Read the article and stay with him to the end. You may not agree, but I find him constructive throughout and seriously reassuring in his concluding sentences:

"If it is true, as Odo Casel observed, that modern people are unable to perform a true act of worship, then we must engage in a process that transforms people and guides them out of modernity, out of the abyss of secularism. This work includes both catechesis and community development outside the liturgy as well as careful adaptation of the liturgy itself and the elements that surround it.
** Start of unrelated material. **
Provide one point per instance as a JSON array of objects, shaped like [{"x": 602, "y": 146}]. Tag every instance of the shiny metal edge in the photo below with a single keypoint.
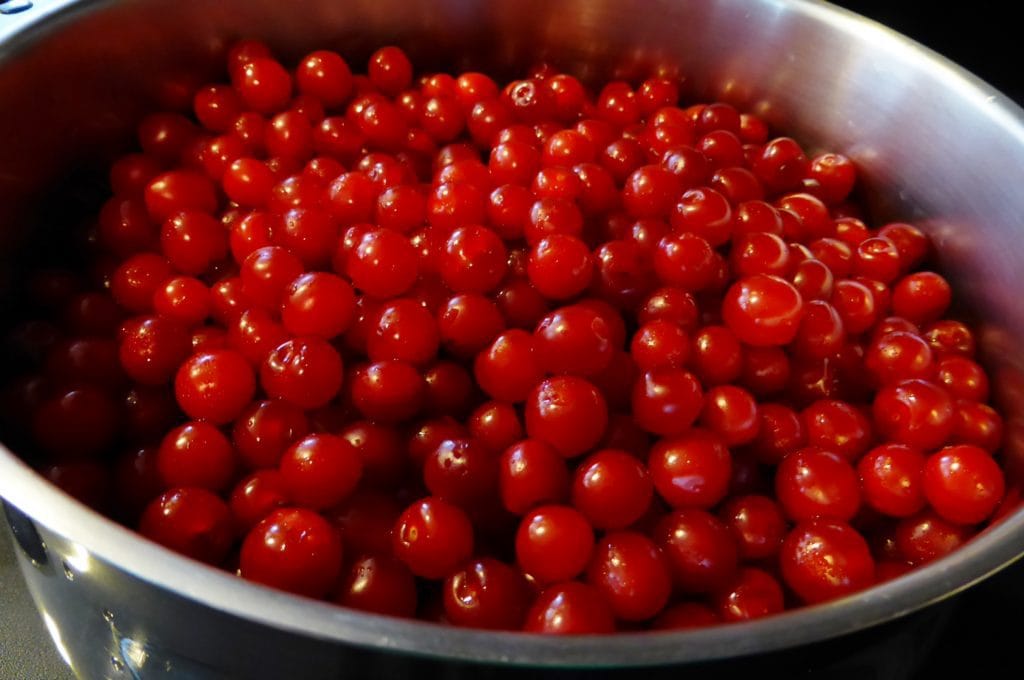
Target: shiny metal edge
[{"x": 992, "y": 550}]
"Whatever (valid) form of the liturgy you are celebrating, and in whatever language, it is not enough to simply “Say the Black, and Do the Red.” Nor is it enough to mean well and be sincere. Both literally and metaphorically, we must teach people how to sing, or else what we ask them to sing is of little consequence.

"The liturgy requires a context. We must provide it."
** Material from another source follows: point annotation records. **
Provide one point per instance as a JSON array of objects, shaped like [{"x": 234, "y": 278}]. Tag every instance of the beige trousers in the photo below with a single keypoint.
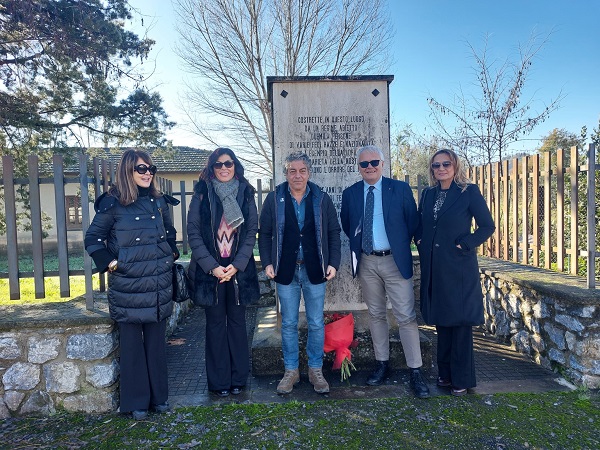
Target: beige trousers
[{"x": 379, "y": 276}]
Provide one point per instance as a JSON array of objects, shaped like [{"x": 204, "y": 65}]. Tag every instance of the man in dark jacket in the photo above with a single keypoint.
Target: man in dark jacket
[
  {"x": 379, "y": 216},
  {"x": 300, "y": 248}
]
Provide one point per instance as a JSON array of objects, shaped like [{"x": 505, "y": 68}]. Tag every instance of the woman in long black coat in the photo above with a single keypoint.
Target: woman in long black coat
[
  {"x": 451, "y": 296},
  {"x": 133, "y": 238},
  {"x": 222, "y": 227}
]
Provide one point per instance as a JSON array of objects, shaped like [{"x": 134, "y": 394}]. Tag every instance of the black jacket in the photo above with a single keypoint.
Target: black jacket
[
  {"x": 272, "y": 226},
  {"x": 140, "y": 290},
  {"x": 450, "y": 282},
  {"x": 204, "y": 216}
]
I think one can fairly draw the conclusion that Wood is calling for a new approach or metaphor for addressing the liturgical disarray which plagues us despite denials. Fair or not, he chooses an option which is neither a "reform of the reform" nor a "restoration as reset" for the sake of setting forth the organic development of the liturgy. 

He's written an article not the definitive monograph; he has played the devil's advocate and done so well. Such cannot be ignored, even if attention to our patrimony precisely because it is caught up into the worship we owe to God would seem to demand more respect for the Mass of all times and much more attentiveness to the discontinuity or rupture laying the Ordinary Form open to so much abuse.

The wise counsel of exposing the two forms to each other for the sake of the mutual enrichment must indeed be treasured.

 Adam Michael Wood, the blithe spirit notwithstanding, I renew my urgent plea for turning worship in the Ordinary Form to God, ad Orientem. This and more is due to Adam's un-quantifiable "Globe theatre" audience.

1 comment:

  1. Carl Wolk's response and more to Adam Wood is superb:
    "To return to where we began, could we have changed the liturgy to suit the needs of medieval man? Yes, and we did. But can we now change the liturgy to suit the needs of modern man? No, instead, we must change modern man to suit the liturgy. We must all learn how to make an act of fealty to kings, so that we can renew our covenant worthily at the altar rail. We must learn how light candles in honor of Our Lady in our own home, so that we will understand them when we see them on the altar. We must pray the psalms at sunrise in our bedroom, so that we understand them when the priest prays them at the altar. We must pray and work for the return of Christendom, so that we can regain our natural analogs for divine things."